NCT number NCT00803933
Other study ID # 289-C-006
Secondary ID
Status Completed
Phase Phase 2
First received December 4, 2008
Last updated December 5, 2008
Start date February 2003
Est. completion date June 2005

Study information

Verified date December 2008
Source Immtech Pharmaceuticals, Inc
Contact n/a
Is FDA regulated No
Health authority United States: Food and Drug Administration
Study type Interventional

Clinical Trial Summary

Human African Trypanosomiasis or sleeping sickness has made a spectacular return during the last decade, and in many places the demand largely surpasses the capacities of the treatment centers. Treatment of the disease remains unsatisfactory. All currently used drugs must be administered parenterally, treatment is lengthy, and adverse drug reactions frequent. There are currently no drugs that are easily administered and have low toxicity, and might thus be used as tools to support disease control.

This study aims to compare the safety and efficacy of DB289, a new, orally administered dication prodrug to pentamidine i.m. injection for the treatment of first stage sleeping sickness. The project will be executed in the framework of an international consortium consisting of several partners from academia, industry and from the Democratic Republic of Congo Ministries of Health.

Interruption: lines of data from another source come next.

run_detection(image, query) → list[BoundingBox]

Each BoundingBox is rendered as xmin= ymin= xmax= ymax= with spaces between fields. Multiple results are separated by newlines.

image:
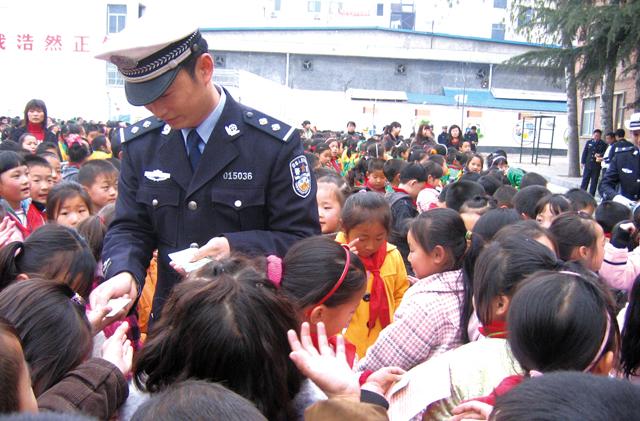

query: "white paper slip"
xmin=106 ymin=297 xmax=131 ymax=317
xmin=169 ymin=247 xmax=211 ymax=273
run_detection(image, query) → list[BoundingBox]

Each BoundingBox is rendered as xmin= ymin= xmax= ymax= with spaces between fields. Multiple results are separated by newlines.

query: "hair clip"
xmin=70 ymin=292 xmax=87 ymax=307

Recruitment information / eligibility

Status Completed
Enrollment 111
Est. completion date June 2005
Est. primary completion date February 2004
Accepts healthy volunteers No
Gender Both
Age group 15 Years to 50 Years
Eligibility Inclusion Criteria:

1. The patient has early stage T. b. gambiense infection i.e. parasitologically confirmed infection in the blood or lymph node aspirate and greater than or equal to 5 WBC mm-3 detected in the CSF by microscopic examination

2. Patient is 15 to 50 years old

3. Patient has a minimal weight of 35 kilograms

4. If the patient is female of child bearing potential (a women will be considered of non-child bearing potential only if she has been post menopausal for over 2 years or has had a hysterectomy):

1. she is not lactating,

2. she had a negative urine pregnancy test result within 24 hours prior to DB289 treatment and

3. she agrees to use a medically proven method of contraception (abstinence from sexual intercourse is an acceptable method) from the day of consent on until the end of the observation period (day 7).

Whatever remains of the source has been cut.